Abstract: Livelihoods and land-uses in rural Malaysia have undergone a series of changes in the past 40 years affecting both livelihood security and the environment. The rapid rise of oil palm cultivation has been associated with high deforestation rates and biodiversity loss and has therefore triggered concerns regarding the long term sustainability of this land use change. On the other hand, oil palm development has stimulated the national economy and it aims at promoting socio-economic development in rural areas. This study researches pathways through which the Sarawak Land Consolidation and Rehabilitation Authority (SALCRA) oil palm scheme affects livelihood security and environmental sustainability. The study seeks to combine findings of both areas of research. It thus contributes to the evaluation of such government promoted schemes through an integrated, mixed-methods approach.
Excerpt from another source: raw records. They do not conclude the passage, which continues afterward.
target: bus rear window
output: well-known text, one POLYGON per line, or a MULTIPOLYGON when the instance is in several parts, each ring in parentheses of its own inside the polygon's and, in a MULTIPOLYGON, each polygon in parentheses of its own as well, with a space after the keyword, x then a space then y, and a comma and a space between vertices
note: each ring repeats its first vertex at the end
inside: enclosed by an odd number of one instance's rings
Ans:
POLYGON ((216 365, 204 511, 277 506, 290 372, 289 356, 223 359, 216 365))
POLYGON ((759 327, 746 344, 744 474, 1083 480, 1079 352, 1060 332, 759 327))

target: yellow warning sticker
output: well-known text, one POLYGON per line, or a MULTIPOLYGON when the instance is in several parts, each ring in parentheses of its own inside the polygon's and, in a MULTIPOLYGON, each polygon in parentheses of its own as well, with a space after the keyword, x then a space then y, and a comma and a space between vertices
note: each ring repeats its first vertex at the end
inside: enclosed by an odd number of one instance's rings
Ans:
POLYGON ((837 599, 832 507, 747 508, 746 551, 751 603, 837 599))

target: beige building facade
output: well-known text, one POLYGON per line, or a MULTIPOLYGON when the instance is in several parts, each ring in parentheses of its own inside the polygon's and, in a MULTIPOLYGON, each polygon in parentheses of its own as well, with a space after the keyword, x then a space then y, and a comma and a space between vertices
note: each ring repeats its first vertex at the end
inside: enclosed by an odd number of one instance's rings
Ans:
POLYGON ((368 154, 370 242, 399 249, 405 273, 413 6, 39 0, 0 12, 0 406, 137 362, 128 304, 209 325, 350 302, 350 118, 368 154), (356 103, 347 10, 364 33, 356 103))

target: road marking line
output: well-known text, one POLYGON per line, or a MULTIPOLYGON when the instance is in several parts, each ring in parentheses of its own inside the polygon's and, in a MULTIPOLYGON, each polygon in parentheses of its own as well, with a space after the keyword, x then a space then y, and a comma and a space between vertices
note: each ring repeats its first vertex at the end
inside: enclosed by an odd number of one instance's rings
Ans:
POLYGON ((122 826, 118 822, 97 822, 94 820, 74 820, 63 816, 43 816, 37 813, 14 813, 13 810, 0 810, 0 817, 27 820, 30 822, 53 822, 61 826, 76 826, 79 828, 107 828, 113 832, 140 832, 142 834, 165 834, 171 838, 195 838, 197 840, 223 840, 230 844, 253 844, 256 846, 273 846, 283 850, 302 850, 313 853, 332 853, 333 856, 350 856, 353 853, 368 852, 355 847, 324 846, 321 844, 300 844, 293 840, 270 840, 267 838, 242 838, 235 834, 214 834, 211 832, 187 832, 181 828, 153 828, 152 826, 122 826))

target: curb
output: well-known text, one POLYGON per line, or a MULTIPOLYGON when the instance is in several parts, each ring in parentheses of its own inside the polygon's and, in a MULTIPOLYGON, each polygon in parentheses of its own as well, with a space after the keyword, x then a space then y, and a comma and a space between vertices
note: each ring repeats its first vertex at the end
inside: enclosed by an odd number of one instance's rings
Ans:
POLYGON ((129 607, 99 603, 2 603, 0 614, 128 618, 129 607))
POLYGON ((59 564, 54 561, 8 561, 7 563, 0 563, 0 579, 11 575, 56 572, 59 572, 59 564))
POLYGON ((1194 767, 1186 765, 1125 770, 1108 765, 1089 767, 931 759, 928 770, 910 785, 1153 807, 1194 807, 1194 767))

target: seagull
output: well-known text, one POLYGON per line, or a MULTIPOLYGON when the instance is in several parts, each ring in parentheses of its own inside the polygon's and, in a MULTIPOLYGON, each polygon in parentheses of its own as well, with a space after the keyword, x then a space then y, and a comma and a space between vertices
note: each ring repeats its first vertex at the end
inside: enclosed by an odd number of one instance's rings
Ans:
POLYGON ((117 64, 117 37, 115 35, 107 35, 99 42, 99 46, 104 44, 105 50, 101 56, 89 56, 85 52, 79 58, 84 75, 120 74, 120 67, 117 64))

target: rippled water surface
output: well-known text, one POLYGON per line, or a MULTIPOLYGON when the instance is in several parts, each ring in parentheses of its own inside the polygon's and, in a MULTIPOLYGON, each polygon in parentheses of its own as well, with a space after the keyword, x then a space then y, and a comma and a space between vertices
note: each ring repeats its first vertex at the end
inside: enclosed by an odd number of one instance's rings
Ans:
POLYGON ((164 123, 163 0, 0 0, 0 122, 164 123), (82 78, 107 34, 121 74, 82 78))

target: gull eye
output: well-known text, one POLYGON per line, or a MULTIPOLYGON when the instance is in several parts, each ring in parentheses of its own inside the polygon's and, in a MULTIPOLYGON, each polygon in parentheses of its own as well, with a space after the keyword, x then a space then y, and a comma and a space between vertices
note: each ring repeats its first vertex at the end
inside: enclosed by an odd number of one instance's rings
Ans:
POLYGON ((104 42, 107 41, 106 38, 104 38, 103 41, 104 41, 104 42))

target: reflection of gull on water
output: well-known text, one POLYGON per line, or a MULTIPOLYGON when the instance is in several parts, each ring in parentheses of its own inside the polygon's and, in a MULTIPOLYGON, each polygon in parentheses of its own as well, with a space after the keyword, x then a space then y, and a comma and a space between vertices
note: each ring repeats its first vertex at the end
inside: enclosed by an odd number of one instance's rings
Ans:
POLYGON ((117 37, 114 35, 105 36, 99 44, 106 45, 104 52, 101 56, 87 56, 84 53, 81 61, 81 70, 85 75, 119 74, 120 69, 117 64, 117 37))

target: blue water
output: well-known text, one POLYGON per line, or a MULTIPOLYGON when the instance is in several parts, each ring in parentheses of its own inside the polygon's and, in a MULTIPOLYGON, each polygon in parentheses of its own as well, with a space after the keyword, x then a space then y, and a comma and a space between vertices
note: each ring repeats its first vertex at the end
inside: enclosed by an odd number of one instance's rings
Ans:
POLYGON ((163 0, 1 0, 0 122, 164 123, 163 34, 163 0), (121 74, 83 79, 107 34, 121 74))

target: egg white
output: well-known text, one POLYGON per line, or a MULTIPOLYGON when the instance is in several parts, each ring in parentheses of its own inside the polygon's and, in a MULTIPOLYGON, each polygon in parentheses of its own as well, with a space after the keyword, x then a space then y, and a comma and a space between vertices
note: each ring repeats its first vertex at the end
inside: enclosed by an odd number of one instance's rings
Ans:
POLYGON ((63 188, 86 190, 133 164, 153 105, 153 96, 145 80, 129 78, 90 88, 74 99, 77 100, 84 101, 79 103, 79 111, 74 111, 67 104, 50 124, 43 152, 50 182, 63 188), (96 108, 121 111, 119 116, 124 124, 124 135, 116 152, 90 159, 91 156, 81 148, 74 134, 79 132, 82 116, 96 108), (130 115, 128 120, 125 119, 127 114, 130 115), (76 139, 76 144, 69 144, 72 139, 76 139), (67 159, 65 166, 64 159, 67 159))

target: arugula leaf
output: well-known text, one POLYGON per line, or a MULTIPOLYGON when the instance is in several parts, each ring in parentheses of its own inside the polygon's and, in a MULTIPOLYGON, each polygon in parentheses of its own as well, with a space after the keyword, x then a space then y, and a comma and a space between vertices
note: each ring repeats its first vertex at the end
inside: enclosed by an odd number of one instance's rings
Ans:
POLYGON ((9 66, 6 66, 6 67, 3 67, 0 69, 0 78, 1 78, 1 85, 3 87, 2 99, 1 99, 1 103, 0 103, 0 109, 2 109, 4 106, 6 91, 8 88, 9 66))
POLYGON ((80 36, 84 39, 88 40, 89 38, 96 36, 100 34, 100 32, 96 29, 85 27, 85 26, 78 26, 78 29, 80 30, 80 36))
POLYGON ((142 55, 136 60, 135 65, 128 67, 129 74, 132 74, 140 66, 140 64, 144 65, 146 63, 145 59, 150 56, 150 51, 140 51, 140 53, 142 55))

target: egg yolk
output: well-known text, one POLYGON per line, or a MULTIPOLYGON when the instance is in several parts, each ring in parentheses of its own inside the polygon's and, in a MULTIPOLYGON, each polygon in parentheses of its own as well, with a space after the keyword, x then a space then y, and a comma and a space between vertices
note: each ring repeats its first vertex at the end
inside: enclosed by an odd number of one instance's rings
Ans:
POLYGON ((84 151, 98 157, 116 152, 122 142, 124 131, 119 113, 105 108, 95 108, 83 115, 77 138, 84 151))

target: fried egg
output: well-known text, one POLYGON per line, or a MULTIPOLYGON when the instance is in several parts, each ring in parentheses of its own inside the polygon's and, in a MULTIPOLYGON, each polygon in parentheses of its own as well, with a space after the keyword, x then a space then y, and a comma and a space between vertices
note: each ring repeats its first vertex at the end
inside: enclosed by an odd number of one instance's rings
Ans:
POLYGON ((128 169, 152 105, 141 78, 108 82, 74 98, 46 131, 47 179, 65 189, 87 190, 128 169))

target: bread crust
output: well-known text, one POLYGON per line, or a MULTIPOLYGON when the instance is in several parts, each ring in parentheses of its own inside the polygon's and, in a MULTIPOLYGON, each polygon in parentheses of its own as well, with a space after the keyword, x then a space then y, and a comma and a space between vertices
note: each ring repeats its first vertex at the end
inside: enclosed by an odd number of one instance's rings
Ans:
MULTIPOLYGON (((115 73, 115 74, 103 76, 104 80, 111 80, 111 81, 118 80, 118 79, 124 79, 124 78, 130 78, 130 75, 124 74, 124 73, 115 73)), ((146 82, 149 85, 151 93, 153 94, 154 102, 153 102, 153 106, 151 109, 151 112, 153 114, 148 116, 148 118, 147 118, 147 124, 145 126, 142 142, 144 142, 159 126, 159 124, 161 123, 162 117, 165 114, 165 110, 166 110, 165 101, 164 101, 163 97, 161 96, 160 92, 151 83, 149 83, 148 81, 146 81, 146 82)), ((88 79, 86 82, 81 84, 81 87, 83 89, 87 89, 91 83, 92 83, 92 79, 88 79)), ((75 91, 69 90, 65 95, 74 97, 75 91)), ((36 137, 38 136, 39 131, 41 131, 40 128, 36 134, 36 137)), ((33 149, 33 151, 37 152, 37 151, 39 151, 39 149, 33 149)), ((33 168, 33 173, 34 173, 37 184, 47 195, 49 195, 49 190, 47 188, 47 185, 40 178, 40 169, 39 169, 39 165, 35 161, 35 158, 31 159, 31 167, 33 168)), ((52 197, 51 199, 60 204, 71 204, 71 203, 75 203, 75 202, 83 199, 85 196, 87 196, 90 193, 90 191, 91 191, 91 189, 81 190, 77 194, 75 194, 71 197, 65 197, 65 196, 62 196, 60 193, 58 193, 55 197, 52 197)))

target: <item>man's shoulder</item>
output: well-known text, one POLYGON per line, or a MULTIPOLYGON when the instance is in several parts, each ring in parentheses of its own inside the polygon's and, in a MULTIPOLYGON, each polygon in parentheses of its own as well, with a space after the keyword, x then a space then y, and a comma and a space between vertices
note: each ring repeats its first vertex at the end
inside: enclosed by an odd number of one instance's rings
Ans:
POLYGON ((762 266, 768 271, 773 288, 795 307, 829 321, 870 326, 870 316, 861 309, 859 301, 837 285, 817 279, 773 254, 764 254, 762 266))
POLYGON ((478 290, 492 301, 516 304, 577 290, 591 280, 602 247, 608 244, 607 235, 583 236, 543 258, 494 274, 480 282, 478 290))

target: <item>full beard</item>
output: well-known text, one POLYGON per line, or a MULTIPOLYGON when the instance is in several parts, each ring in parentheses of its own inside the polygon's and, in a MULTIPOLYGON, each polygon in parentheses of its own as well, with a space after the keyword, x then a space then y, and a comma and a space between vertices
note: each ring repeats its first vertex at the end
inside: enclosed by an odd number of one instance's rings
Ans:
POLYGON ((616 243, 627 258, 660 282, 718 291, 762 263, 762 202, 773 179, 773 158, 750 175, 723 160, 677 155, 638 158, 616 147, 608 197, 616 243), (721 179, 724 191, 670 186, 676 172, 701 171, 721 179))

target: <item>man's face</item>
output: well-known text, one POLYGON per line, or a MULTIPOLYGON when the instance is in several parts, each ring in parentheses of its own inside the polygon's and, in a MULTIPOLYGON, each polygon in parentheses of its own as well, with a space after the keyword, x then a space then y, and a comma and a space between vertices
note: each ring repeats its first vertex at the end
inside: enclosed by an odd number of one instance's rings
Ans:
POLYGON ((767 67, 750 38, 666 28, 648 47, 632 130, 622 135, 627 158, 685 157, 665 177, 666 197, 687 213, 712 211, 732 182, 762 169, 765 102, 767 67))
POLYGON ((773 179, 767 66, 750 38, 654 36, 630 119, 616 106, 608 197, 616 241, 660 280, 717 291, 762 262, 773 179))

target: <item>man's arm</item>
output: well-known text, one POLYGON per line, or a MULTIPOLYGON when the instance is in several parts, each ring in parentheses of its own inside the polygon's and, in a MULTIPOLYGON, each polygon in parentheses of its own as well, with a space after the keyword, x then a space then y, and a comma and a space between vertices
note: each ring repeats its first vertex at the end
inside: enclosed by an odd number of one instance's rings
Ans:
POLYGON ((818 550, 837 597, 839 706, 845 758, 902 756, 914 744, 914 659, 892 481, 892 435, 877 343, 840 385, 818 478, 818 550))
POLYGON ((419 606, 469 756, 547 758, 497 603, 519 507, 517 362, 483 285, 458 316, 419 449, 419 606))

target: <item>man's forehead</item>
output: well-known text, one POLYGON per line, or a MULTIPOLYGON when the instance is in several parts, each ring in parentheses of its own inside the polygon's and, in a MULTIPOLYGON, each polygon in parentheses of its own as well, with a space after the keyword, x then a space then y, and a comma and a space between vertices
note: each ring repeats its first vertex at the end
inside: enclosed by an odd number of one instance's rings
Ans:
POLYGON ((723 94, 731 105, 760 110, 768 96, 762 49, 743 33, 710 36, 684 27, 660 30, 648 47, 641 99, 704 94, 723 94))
In terms of livelihood security, SALCRA was found to diversify income sources of households at the study site in Sarawak, Malaysia. This diversification occurs through direct and indirect ways. Notwithstanding the positive effects and the general positive perception of SALCRA at the study site, concerns about the environmental sustainability of oil palm development have been expressed regarding soil quality. An analysis of soil active carbon in different land-use types could only partly support those concerns. The amount of labile carbon is to a large extent dependent on management practices in the oil palm plantations. Incentives for soil quality conservation and the application of sound management practices in the plantation will be crucial for creating an environment in which future livelihood options are not harmed, while present generations can still benefit from increased livelihood security.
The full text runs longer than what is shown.